Months earlier he had been charged with stabbing his girlfriend Nancy Spungen to death.

"When he took heroin he completely changed, he became a completely different person and that was awful, he basically just fell apart," said Morris.

- Razors -

In Morris's original photograph of the hotel scene recreated for the exhibition, Vicious is seen half-naked lying between two beds while an unidentified person -- "probably a fan" -- is curled up asleep on one of them.

"One night Sid went absolutely berserk and completely destroyed his bedroom," he said.

"My room was next door to his and eventually when the commotion stopped I pushed the door open to his room and there was complete devastation."

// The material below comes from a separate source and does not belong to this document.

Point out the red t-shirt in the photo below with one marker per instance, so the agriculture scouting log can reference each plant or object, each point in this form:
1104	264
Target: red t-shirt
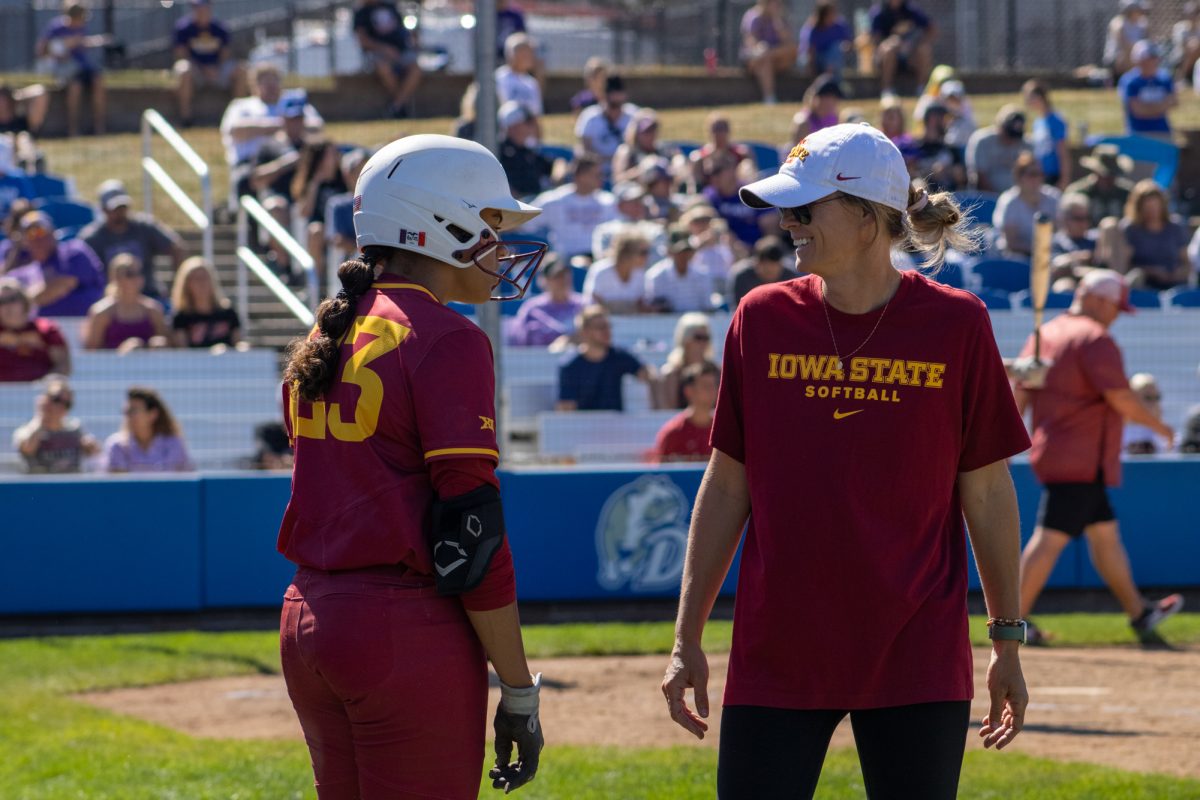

Morris, 62, originally wanted to be a war photographer, but made his name photographing reggae legend Bob Marley.

One of the aims of the installation was to give a sense of the "energy and violence of punk".

The Sex Pistols' 1977 anti-monarchy tirade "God Save the Queen" coincided with Elizabeth II's Silver Jubilee and provoked strong reactions.

Singer John Lydon -- aka Johnny Rotten -- and two producers were attacked with razors.

At other times Morris remembers being "chased down the road" by pro-monarchists when they spotted Lydon.

"With Sid I found my war... they came out against the queen and there was this reaction which was shocking because people became quite violent sometimes," the British photographer said.

"It became quite scary but for me it was really an opportunity to live out my dream (of documentary photography). I was there 24/7."

- Respect for Queen -

Lydon -- now 66 and a US citizen -- recently said he had attended a street party for the queen's Platinum Jubilee this month.

He said his dislike of the monarchy as an institution was as strong as ever, but he "totally respected" the 96-year-old head of state.

Whether Vicious would have changed his views will never be known, but Morris said he had also developed a "deep respect" for the queen.

"She's held it together over the generations, despite coming to it at a very young age, and that's a really tough thing to do," he added.

"I was never really against them (the royals) but over the years I've grown up.

"None of us were against it really, it was just something that was said to create a reaction. All our parents had a picture of the queen on their wall or of Jesus, that's how it was... we were just rebelling."

- Sid was 'innocent' -

Morris firmly believes that Vicious had "star quality" but his damaged background made an early death almost inevitable.

"His problem was that at the age of 14 his mother gave him heroin. And it was his mother who gave him the heroin that killed him," he added.

After being released on bail from New York's notorious Rikers Island jail following Spungen's death, he was terrified of going back, he said.

"Because of his reputation he got raped quite a few times so when he came out on bail he said to his mother, 'I just can't go back to prison, I just can't do it', so she went out and scored and that's what killed him."

Spungen was found in the couple's room at New York's Chelsea Hotel with a fatal stab wound to the abdomen. Morris, however, remains convinced Vicious was innocent.

One of his favourite photographs is of the pair backstage in which Nancy is seen talking animatedly to a docile-looking Vicious.

"He would never have done that," he said.